Didn’t know anything at all.  As a matter of fact, after I lost to Ali, I was trying to get people to get on my bandwagon so I could really get a movement to get a title match.  And a friend said that there was a church in Garden Grove [in California] that had a little luncheon every day, and they invite people to speak.  He said, “I’m going to invite you to speak.”

So, I got there, and I asked the guy who ran the church, his name was Dr. [Robert] Schuller [now pastor of the Crystal Cathedral in Garden Grove]. I said, “Hey, what should I talk about?  I don’t know what to do.” He said, “Well, Muhammad Ali is always talking about Muhammad and Allah. Why don’t you say something about Jesus?”  I said, “Okay.” So I just go there and say, “Muhammad is talking about Allah, and I’m going to talk about Jesus.” And everybody laughed. I’d just say that over and over and over.  Never believing it, nor did I intend to ever believe it.

So Dr. Schuller, as a matter of fact, when I had [my religious] experience, was the first one I called.  And I told him what had happened to me.  I said, “Look, I’m not playing, man. Jesus is really alive.”  He said, “I believe you, George.”  I said, “I’m serious, man!  When I spoke at your church, I didn’t know what I was talking about.”  He said, “I believe you.”

Isn’t that the strangest thing in the world?  When I [started going to church], there were so many preachers there. They’d let me tell [my] testimony, but I didn’t get a chance to preach much.
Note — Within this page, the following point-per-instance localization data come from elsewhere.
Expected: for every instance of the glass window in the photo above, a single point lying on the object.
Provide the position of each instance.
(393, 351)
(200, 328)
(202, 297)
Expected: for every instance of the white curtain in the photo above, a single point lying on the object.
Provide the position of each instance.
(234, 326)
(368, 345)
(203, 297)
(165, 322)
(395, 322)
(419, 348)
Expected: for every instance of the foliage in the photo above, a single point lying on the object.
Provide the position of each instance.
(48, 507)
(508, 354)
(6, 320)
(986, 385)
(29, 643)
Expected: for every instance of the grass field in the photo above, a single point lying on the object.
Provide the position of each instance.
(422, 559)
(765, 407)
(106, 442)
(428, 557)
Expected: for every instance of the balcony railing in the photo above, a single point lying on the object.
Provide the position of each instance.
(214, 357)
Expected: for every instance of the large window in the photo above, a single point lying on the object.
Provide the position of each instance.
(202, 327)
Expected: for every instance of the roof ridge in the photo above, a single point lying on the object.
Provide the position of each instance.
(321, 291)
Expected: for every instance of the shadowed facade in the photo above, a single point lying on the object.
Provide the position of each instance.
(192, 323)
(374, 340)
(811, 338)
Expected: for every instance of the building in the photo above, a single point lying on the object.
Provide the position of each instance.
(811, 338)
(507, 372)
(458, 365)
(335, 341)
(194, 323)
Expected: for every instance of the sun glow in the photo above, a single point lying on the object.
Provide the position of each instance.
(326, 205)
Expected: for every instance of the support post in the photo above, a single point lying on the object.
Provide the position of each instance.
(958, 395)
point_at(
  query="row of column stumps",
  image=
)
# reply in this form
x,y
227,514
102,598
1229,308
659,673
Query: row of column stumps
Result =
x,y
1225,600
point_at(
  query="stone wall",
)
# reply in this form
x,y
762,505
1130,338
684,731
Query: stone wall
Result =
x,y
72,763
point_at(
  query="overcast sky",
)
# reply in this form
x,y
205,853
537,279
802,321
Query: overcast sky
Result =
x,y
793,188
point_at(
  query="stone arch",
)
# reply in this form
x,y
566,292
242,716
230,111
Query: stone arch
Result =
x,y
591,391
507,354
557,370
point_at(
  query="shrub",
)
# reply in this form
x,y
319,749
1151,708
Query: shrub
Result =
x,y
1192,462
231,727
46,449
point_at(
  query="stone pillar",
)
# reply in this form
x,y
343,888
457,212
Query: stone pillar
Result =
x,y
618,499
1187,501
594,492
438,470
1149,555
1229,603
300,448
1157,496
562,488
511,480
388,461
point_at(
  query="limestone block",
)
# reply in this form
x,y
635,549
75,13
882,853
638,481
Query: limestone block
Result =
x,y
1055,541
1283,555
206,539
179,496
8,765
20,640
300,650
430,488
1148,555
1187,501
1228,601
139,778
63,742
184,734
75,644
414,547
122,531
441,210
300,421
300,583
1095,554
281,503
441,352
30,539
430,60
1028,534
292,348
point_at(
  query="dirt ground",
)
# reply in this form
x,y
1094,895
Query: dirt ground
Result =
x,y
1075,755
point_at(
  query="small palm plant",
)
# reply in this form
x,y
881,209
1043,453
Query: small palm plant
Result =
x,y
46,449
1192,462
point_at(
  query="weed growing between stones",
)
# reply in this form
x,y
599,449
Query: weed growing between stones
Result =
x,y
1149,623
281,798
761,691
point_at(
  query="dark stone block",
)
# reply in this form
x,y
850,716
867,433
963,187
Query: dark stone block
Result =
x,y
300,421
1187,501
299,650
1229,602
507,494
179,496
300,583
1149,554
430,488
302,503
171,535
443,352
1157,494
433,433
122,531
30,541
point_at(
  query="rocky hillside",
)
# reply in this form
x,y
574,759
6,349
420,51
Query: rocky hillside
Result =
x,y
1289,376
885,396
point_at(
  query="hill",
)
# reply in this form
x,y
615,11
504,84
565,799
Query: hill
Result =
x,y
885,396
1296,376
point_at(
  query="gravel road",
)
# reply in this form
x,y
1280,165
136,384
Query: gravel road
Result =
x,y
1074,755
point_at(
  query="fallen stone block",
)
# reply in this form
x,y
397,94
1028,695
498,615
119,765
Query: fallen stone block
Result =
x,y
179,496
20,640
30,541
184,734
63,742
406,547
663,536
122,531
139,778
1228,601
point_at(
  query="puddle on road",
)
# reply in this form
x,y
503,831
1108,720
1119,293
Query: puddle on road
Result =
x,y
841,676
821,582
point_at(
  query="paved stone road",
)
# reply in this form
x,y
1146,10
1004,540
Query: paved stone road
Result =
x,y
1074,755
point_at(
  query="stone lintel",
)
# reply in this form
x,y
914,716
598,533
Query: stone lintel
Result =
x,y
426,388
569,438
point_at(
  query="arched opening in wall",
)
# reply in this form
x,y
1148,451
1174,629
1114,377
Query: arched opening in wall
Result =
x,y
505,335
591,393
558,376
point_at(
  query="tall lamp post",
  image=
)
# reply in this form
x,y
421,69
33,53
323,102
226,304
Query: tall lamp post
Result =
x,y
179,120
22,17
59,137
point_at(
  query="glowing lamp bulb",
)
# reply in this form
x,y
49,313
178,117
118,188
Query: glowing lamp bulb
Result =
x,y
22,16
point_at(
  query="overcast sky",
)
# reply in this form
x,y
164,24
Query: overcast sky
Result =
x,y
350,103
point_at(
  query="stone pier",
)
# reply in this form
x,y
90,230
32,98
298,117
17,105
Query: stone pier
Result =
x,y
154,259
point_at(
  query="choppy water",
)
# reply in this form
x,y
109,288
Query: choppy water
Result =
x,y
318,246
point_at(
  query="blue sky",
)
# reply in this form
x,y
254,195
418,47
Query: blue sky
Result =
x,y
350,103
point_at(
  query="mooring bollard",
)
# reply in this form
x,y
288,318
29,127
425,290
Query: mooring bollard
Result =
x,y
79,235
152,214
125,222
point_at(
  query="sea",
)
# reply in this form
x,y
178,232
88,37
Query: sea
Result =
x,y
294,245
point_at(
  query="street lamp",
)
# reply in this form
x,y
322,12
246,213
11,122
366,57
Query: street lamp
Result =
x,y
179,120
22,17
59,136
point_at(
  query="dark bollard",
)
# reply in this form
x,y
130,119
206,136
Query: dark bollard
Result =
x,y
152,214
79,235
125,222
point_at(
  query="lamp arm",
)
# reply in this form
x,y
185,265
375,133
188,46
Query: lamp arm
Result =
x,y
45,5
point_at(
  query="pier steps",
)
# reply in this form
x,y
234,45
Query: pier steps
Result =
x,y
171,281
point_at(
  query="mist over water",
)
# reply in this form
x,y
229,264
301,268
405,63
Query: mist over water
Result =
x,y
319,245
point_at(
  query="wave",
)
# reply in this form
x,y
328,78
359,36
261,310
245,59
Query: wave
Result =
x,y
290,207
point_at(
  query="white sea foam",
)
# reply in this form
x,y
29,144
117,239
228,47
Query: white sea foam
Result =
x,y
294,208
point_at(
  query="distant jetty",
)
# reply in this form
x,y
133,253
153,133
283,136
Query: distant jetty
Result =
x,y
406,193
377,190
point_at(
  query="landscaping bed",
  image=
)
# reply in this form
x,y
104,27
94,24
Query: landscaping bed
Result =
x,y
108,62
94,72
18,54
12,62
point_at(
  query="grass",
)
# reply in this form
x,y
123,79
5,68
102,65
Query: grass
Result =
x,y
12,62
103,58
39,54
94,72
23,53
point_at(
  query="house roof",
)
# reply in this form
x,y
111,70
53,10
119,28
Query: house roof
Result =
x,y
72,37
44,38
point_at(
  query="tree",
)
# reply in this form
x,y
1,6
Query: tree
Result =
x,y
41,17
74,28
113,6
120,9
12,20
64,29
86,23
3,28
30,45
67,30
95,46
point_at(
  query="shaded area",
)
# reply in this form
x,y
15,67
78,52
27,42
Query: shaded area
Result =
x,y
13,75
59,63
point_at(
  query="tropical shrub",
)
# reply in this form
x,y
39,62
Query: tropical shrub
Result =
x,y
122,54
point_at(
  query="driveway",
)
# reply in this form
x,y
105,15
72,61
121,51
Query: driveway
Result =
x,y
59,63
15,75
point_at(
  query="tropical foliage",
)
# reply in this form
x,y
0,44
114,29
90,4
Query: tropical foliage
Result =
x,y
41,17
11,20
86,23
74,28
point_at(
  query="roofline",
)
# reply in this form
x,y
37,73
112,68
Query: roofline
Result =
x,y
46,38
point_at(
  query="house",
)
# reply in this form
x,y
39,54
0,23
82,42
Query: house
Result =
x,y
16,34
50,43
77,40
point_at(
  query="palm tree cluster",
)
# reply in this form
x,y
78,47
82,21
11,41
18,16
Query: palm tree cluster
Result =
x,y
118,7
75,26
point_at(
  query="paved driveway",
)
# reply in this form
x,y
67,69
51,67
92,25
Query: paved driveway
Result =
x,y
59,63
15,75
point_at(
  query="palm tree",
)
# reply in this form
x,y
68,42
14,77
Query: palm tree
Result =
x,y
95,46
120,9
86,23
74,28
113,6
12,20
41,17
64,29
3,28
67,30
One kid said to me, “George, I know how you can preach. Let’s go on the street corners.”  I [began] traveling from one street corner to another, three-fourths through Louisiana, Tyler, Texas, all around Houston. So I picked a certain corner, just by coincidence. And I preached on a corner, it wasn’t too far from where my father, J.D. Foreman lived, who had always been an alcoholic.  I didn’t know that he was hiding in the way, listening to everything I said, and watching me carry on.

The next week he was in church. And he said to my mother, “You know, something’s happened to that boy. I got to find out what it is.” He never took another drink. We [would go] to church as brothers–he called me the preacher, and he was Brother Foreman—until the day he died.

How difficult was it to come back to the ring after being a preacher? 

The punching bag used to be the fellow I was going to fight.  I could just see that bag—see [my opponent] in the bag— and tear the bag up. But, after the experience [in 1977], I went to a punching bag, and it was just rags and leather. I just couldn’t concentrate like that anymore. So, I left boxing for 10 years.

I started a youth center in Houston. The kids would come in and want to learn to box, they wanted to tear up the world, beat up the world. And I’d try to show them they didn’t need anger.  They didn’t need all that killing instinct they’d read about. You can be a human being and pursue boxing as a sport. What I learned from them is never to punch in anger. And, in the end, it rubbed off on me. I was able to go back into boxing because I’d learned from the children.You don’t have to try to hurt people and be angry to be an athlete.

But isn’t it hard to throw a punch without being nervous that you might inflict pain on someone else?

No.  It would be hard to throw a punch to someone who wasn’t a boxer, who wasn’t in the ring, and who didn’t have on a pair of boxing gloves and who hadn’t been training.